Python vs C for a mail server

Alex Martelli aleax at mail.comcast.net
Sun Jan 29 12:09:22 EST 2006


Jay Parlar <jparlar at cogeco.ca> wrote:
   ...
> Because in all of my own industry experience, it's been MUCH easier to
> jump into someone else's Python code than someone else's C++ code (and
> at my last job, I had to do a lot of both).
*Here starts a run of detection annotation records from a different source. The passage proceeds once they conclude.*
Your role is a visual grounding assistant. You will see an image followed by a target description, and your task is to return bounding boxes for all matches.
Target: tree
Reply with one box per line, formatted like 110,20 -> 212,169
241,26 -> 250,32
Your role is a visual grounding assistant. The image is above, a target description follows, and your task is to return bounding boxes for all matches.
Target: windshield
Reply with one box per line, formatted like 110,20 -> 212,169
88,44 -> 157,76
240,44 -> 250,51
I find Python to be much 
> more self-documenting, because there's not so much scaffolding all over
> the place obfuscating the true intention of the code.

In the average, you're right.  However, if you can rely on ALL the code
in question being brilliantly well designed, written by programmers of
unbelievably high quality, in full and strict adherence to rigorous
coding-style guides (which absolutely forbid the use of LARGE slices of
each language) and a reasonably thorough process (mandatory code reviews
before anything is committed, mandatory testing, the works), the issue
is substantially ameliorated.  It does remain true that the amount of
Python code needed to implement any given functionality X is smaller
than the amount of C++ code needed for the same purpose, of course; the
amount of effort to understand a codebase of uniformly high quality
being roughly proportional to the size of that codebase, Python will
still be advantageous.  But by, oh, some small factor (maybe a factor of
2? surely not as high as 5), NOT orders of magnitude.
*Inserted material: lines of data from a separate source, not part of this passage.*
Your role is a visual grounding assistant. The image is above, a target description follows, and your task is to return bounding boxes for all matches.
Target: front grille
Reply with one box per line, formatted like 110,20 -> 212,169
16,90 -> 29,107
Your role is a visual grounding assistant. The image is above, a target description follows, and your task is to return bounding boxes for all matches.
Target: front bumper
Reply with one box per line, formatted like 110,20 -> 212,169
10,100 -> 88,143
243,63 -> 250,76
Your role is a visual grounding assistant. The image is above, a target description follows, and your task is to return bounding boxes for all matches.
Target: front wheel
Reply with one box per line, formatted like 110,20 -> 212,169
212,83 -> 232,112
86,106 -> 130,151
If the design, the programmers, the coding-style, and-or the process are
of lesser quality, then you're in trouble either way, and I will concede
that the situation degrades faster for C++ -- not only does it offer
people more ways to get themselves into trouble, but unless you can
count on uniformly high quality the effort is not just linearly
proportional to the size of the codebase, it grows much faster than
that, so the "lack of scaffolding" and other factors making Python more
expressive do matter more.

Still, if I was back to working as a freelance consultant and got hired
to fix a problem situation, I wouldn't _start_ by recommending a switch
from Java or C++ to Python as the highest-urgency issue: I would first
focus on people (both as individual and teams), process, design, and
tack language (including style) and other technological issues
(including choice of tools, frameworks, libraries, etc) as being, while
undoubtedly important, of slightly lesser urgency.  Don't get me wrong:
using the most appropriate technologies does make a big difference; but
it's too easy a temptation to focus on technological "silver bullets"
and assume they can "just fix things" if ``softer'' but at least as
crucial problems are left to keep festering in the background.